Cris is helping to grow the Climate Emergency Movement by supporting creative campaigns and extending the reach of the movement’s message. Cris is a co-founder of the National Immigrant Youth Alliance, an organization dedicated to using direct action tactics to expose, challenge and dismantle the immigration detention system.Cris got his start in organizing when he was 15 years old, getting involved in a local group of fellow undocumented youth.

Zack Burley

Policy Associate

Zack provides policy support for the Climate Mobilization team, and brings a versatile set of policy skills and experiences in labor organizing, journalism, legislative politics, and legal practice to the climate emergency movement. Zack earned a JD from Denver University Sturm College of Law, is a founding organizer of the Political Workers Guild of Colorado, and formerly served as a legislative aide in the Colorado General Assembly.

AriDy Nox

Co-Leader and Director of Narrative Strategy

 AriDy Nox is a multi-disciplinary black femme storyteller and social activist with a variety of forward-thinking creative works under her/their belt. They create out of the vehement belief that creating a future in which marginalized peoples are free requires a radical imagination. Their tales are offerings intended to function as small parts of an ancient, expansive, awe-inspiring tradition of world-shaping, created by and for black femmes.
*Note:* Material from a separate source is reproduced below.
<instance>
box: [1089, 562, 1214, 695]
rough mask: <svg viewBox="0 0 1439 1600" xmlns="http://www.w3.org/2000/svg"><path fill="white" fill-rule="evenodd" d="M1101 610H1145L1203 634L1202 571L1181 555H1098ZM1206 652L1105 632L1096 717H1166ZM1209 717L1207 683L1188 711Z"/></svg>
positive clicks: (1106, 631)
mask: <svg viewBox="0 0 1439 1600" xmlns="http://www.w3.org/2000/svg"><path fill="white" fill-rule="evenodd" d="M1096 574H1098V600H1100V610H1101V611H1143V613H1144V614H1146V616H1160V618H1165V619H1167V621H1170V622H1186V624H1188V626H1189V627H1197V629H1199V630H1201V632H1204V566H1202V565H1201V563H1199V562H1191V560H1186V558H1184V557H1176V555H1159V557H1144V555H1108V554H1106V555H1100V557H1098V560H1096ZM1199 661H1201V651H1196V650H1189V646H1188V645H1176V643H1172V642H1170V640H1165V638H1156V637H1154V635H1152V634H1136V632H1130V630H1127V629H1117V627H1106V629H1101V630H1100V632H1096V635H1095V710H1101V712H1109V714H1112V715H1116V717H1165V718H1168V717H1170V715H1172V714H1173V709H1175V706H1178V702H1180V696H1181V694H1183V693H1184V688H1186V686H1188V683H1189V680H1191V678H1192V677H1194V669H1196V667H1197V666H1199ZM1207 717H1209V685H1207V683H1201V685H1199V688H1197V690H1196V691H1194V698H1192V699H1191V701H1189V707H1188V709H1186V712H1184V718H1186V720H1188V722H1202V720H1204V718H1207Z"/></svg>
They have over a decade of experience as a young social activist and organizer, within reproductive justice and racial justice frameworks with organizations like the Young Women of Color Leadership Council with Advocates for Youth, the Toni Cade Bamabara Collective at Spelman College and Alpha Kappa Alpha Sorority Incorporated. They bring creativity, enthusiasm and a tremendous capacity for organization to her/their role and deep belief that times of apocalypse are opportunities for rebirth. We need first imagine the world we want in order to create it.